Pytorch 学习笔记 - Linear Regression (1)

读 «动⼿学深度学习 Pytorch 版»

线性回归

模型定义

设房屋的面积为 $x_1$,房龄为 $x_2$,售出价格为 $y$。我们需要建立基于输入 $x_1$ 和 $x_2$ 来计算输出 $y$ 的表达式,也就是模型(model)。顾名思义,线性回归假设输出与各个输入之间是线性关系:

\[\hat{y} = x_1 w_1 + x_2 w_2 + b\]

其中 $w_1$ 和 $w_2$ 是权重(weight),$b$ 是偏差(bias),且均为标量。它们是线性回归模型的参数(parameter)。模型输出 $\hat{y}$ 是线性回归对真实价格 $y$ 的预测或估计。

假设我们采集的样本数为 $n$,索引为 $i$ 的样本的特征为 $x_1^{(i)}$ 和 $x_2^{(i)}$,标签为 $y^{(i)}$。对于索引为 $i$ 的房屋,线性回归模型的房屋价格预测表达式为

\[\hat{y}^{(i)} = x_1^{(i)} w_1 + x_2^{(i)} w_2 + b\]

损失函数

它在评估索引为 $i$ 的样本误差的表达式为

\[\ell^{(i)}(w_1, w_2, b) = \frac{1}{2} \left(\hat{y}^{(i)} - y^{(i)}\right)^2\]

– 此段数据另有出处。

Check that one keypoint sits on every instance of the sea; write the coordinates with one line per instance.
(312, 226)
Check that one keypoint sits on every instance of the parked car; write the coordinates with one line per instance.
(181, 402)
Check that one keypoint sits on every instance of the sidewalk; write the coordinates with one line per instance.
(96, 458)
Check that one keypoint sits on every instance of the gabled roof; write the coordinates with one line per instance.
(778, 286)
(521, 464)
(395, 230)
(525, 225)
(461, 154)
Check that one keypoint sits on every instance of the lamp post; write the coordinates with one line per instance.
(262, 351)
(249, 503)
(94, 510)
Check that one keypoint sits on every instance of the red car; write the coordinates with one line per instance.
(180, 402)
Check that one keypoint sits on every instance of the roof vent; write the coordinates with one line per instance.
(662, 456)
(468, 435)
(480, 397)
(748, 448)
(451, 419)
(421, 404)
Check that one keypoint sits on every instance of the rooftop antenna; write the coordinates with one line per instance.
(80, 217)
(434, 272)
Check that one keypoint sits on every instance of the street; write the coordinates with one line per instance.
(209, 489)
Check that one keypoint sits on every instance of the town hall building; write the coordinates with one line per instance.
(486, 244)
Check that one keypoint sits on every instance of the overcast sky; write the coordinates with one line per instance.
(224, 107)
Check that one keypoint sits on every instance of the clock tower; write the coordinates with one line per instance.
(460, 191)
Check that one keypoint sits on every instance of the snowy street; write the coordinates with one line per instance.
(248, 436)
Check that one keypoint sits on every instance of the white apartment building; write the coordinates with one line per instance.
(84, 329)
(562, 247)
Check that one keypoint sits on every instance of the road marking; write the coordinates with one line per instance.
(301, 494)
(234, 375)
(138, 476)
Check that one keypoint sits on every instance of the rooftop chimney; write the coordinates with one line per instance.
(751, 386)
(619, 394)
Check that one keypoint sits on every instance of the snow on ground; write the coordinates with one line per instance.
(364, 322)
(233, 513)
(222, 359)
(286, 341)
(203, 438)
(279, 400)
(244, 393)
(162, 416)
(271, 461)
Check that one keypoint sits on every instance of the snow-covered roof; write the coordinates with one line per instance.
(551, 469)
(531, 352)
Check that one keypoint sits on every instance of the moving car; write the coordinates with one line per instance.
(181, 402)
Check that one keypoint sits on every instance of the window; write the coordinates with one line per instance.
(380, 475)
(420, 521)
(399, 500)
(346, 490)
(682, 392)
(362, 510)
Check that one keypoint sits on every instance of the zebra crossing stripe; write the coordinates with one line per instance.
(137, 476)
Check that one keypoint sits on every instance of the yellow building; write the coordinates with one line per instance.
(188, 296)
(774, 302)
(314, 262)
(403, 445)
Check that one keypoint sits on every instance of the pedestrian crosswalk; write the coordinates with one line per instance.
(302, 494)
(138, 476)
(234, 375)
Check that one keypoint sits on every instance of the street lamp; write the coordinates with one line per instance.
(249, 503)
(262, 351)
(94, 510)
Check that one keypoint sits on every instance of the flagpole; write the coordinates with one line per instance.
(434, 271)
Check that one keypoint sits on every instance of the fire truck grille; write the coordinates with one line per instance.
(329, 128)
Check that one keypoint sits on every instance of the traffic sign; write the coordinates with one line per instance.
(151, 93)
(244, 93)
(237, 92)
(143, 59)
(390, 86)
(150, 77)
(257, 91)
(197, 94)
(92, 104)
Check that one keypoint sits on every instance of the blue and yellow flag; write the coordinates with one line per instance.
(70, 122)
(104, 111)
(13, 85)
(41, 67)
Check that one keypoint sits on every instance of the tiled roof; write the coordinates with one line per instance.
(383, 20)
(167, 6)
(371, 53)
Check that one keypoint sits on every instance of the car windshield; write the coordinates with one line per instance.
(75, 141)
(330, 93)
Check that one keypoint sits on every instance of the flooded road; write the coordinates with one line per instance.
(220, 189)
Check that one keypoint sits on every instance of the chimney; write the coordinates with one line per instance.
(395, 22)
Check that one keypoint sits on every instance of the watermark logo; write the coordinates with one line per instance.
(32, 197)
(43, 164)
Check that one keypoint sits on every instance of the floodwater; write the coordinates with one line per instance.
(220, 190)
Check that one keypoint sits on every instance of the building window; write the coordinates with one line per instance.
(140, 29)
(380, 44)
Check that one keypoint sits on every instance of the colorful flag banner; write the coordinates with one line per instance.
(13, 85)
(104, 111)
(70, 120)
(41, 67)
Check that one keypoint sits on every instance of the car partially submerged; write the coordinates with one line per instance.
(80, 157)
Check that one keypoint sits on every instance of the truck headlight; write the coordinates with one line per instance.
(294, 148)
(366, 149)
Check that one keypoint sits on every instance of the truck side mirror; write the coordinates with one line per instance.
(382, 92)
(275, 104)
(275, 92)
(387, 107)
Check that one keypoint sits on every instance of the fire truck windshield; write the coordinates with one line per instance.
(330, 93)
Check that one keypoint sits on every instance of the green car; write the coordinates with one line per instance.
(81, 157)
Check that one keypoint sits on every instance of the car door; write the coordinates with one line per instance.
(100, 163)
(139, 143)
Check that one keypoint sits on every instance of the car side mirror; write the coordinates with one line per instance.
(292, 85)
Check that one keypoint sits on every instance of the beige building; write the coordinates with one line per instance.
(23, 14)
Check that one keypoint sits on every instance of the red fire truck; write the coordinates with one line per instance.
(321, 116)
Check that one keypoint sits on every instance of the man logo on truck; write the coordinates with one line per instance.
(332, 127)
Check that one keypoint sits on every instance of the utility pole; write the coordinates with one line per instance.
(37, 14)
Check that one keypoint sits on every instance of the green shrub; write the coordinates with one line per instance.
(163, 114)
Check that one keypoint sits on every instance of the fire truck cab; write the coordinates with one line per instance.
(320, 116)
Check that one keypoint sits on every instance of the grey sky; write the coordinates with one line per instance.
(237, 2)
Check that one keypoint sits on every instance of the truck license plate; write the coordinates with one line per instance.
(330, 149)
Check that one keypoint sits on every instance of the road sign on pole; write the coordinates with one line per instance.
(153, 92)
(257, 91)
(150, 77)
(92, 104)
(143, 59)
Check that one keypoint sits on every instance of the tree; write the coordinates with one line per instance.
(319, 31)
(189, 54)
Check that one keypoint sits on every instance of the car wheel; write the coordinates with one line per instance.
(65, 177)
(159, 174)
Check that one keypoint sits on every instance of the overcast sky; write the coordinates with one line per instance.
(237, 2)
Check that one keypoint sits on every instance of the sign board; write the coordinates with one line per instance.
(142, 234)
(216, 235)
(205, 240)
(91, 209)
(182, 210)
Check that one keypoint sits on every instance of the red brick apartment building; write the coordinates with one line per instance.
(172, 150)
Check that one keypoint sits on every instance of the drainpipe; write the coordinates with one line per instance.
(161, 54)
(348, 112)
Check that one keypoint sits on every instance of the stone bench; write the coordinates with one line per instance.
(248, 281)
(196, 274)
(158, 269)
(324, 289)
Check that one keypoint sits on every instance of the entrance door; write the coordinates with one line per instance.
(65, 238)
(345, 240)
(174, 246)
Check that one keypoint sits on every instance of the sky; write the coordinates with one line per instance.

其中常数 $\frac 1 2$ 使对平方项求导后的常数系数为1,这样在形式上稍微简单一些。 我们用训练数据集中所有样本误差的平均来衡量模型预测的质量,即(注:这里改成 $m$ 样本,原书为 $n$

\[\ell(w_1, w_2, b) =\frac{1}{m} \sum_{i=1}^m \ell^{(i)}(w_1, w_2, b) =\frac{1}{m} \sum_{i=1}^m \frac{1}{2}\left(x_1^{(i)} w_1 + x_2^{(i)} w_2 + b - y^{(i)}\right)^2\]

在模型训练中,我们希望找出一组模型参数,记为 \(w_1^*, w_2^*, b^*\),来使训练样本平均损失最小:

\[w_1^*, w_2^*, b^* = \underset{w_1, w_2, b}{\arg\min} \ell(w_1, w_2, b)\]

矢量计算表达式

如果我们对训练数据集里的3个房屋样本(索引分别为1、2和3)逐一预测价格,将得到

\[\begin{aligned} \hat{y}^{(1)} &= x_1^{(1)} w_1 + x_2^{(1)} w_2 + b,\\ \hat{y}^{(2)} &= x_1^{(2)} w_1 + x_2^{(2)} w_2 + b,\\ \hat{y}^{(3)} &= x_1^{(3)} w_1 + x_2^{(3)} w_2 + b. \end{aligned}\]

现在,我们将上面3个等式转化成矢量计算。设

\[\boldsymbol{\hat{y}} = \begin{bmatrix} \hat{y}^{(1)} \\ \hat{y}^{(2)} \\ \hat{y}^{(3)} \end{bmatrix},\quad \boldsymbol{X} = \begin{bmatrix} x_1^{(1)} & x_2^{(1)} \\ x_1^{(2)} & x_2^{(2)} \\ x_1^{(3)} & x_2^{(3)} \end{bmatrix},\quad \boldsymbol{w} = \begin{bmatrix} w_1 \\ w_2 \end{bmatrix}\]

对3个房屋样本预测价格的矢量计算表达式为$\boldsymbol{\hat{y}} = \boldsymbol{X} \boldsymbol{w} + b,$ 其中的加法运算使用了广播机制

延伸到 $m$ 个样本 \(\begin{aligned} \hat{y}^{(1)} &= x_1^{(1)} w_1 + x_2^{(1)} w_2 + b,\\ \hat{y}^{(2)} &= x_1^{(2)} w_1 + x_2^{(2)} w_2 + b,\\ \hat{y}^{(3)} &= x_1^{(3)} w_1 + x_2^{(3)} w_2 + b,\\ \cdots,\\ \hat{y}^{(m)} &= x_1^{(m)} w_1 + x_2^{(m)} w_2 + b \end{aligned}\)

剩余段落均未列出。